Similarly, in the unlikely case that the UK were to change its mind on freedom of movement, the EU might help wrap this UK commitment into some Swiss-style labor market provisions which are largely meaningless but could still make the acceptance of freedom of movement easier at home. In the more likely case that the UK does not move on that front, the EU will likely help package its Northern Irish backstop by moving some controls away from the Irish Sea (for instance, via regulatory cooperation similar to that of the Comprehensive Economic and Trade Agreement (CETA) between the EU and Canada) and by underlining that the Irish Sea would legally not become a “full” customs border (despite the required product checks).
The bottom line, however, is that despite the EU’s readiness to help with spin and packaging, Brussels and the member states will likely insist on the UK signing up to the Northern Irish backstop now and not later, to sort the border issue in a legally watertight form before the UK departs. This, in turn, means that the most contentious questions will still need to be sorted in Westminster. For there to be a deal, May will still have to engineer support for factually staying in the customs union as well as for product checks in the Irish Sea.

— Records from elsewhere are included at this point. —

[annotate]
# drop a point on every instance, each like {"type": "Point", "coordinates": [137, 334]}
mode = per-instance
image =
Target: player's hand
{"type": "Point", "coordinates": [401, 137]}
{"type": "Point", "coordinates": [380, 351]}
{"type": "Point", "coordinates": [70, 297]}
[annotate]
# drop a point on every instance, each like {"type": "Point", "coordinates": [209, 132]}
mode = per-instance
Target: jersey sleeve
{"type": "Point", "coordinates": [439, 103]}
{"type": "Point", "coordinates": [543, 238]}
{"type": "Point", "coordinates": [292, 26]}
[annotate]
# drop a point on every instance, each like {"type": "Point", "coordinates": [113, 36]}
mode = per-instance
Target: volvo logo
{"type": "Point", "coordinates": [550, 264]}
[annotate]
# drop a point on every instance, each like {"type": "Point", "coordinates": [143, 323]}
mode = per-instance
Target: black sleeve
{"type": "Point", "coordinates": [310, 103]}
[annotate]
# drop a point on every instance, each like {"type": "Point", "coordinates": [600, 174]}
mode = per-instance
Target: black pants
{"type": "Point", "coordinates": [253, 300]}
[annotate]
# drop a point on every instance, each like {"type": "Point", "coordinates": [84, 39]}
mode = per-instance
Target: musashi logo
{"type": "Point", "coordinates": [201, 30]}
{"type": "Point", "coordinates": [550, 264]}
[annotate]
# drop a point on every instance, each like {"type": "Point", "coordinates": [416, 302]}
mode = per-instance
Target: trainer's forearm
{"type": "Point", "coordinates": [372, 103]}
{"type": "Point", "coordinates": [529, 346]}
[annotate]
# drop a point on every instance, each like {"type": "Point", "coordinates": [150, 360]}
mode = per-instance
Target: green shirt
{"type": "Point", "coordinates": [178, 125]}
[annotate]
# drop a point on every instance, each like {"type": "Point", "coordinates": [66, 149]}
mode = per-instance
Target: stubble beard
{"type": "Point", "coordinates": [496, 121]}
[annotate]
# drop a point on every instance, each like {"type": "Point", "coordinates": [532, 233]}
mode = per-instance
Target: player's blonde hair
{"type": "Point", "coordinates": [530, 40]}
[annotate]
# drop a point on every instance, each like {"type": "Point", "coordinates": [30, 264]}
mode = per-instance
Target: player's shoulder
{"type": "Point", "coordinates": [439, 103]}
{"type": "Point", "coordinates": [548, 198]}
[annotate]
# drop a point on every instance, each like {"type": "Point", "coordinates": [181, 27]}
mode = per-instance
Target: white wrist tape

If she succeeds, the risk is that the domestic backlash undermines her plans for close trade ties to be negotiated as of 2019. In any case, even in the most benign scenario, trade and political ties will, per definition, be weaker than they will have been when the UK was a member of the EU. For businesses, this will mean new frictions and disruptions, whether in services trade or in cross-continental industrial supply chains.
The central banks in 2019
All of this will be closely monitored by central bankers who are otherwise on a trajectory towards renormalizing monetary policy. How quickly they can proceed, however, will depend on the political risks in Europe in 2019. This is problematic, because what has in many ways underpinned the relative calm Europe has been enjoying lately has precisely been ultraloose monetary policy.
At the same time, ever since European Central Bank (ECB) President Mario Draghi’s 2012 promise to do “whatever it takes” to defend the euro, market pressure on governments to reform has decreased. This has left Draghi with little power to insist on the structural reforms he has been preaching ever since. Now that the Eurozone will have to do without his quantitative easing program as of 2019, the question will quickly be if and when rates begin to rise.
On the one hand, the changes that might be ahead in 2019 monetary policy normalization is positive because it will provide the ECB with ammunition for cuts in case of an economic downturn. On the other hand, once monetary policy normalizes, it will start to become clear that politicians have been complacent on the reform front over the last years. In that sense, the room for maneuver that rate hikes in 2019 might create for the central bank could come in handy much sooner than many might think.
If anything, the continued reliance on monetary policy in Europe shows one thing: politics remains the prime source of risks to businesses, investors and the overall economy also in 2019.